🤖 AI Summary
This work addresses a critical limitation in current video multimodal large language models (MLLMs), which often fail to capture key evidence from transient visual events lasting only a few frames due to sparse sampling, visual token compression, or coarse-grained temporal aggregation. To systematically evaluate model capabilities in understanding localized, sampling-sensitive instantaneous events, the authors introduce Moment-Video, a benchmark comprising 1,000 human-verified video question-answer pairs spanning four task types: occurrence judgment, counting, action description, and temporal reasoning. Using fine-grained annotations and both dense and sparse sampling strategies, they benchmark 33 open- and closed-source video MLLMs, revealing that even the best-performing model (Seed-2.0-Pro) achieves only 39.6% accuracy, with most open-source models scoring below 25%. These results highlight a significant bottleneck in temporal fidelity, particularly pronounced in long videos.
📝 Abstract
Video multimodal large language models (MLLMs) have made rapid progress on general and long-form video understanding, yet their ability to preserve brief answer-critical visual evidence remains underexplored. Many practical questions are determined by momentary visual events: localized actions or state transitions that may last only a few frames. Such evidence can be skipped by sparse frame sampling, suppressed by visual-token compression, or diluted by coarse temporal aggregation, causing failures that language-side reasoning cannot reliably recover. We introduce Moment-Video, a benchmark for diagnosing the temporal fidelity of video MLLMs through momentary visual event understanding. Each question is grounded in a localized, visually observable, and sampling-sensitive event, requiring models to notice, count, describe, or reason about transient evidence rather than rely on persistent objects, global scene context, or language priors. Moment-Video contains 1,000 human-verified video-QA pairs across 7 domains and 25 fine-grained subcategories, covering four task types: Temporal Occurrence, Temporal Counting, Action Description, and Temporal Reasoning.
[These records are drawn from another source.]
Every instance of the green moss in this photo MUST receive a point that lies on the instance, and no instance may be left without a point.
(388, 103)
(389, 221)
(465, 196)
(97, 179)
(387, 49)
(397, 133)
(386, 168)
We evaluate 33 proprietary and open-source MLLMs on Moment-Video. The best-performing model, Seed-2.0-Pro, achieves only 39.6% overall accuracy, while most open-source models remain below 25%, revealing a substantial gap in momentary visual event understanding. Diagnostic analyses show that denser frame sampling improves some models but does not eliminate the bottleneck, and longer videos introduce stronger temporal-localization challenges. These findings suggest that current video MLLMs still lack temporally faithful representations for capturing, preserving, and using brief but decisive visual evidence.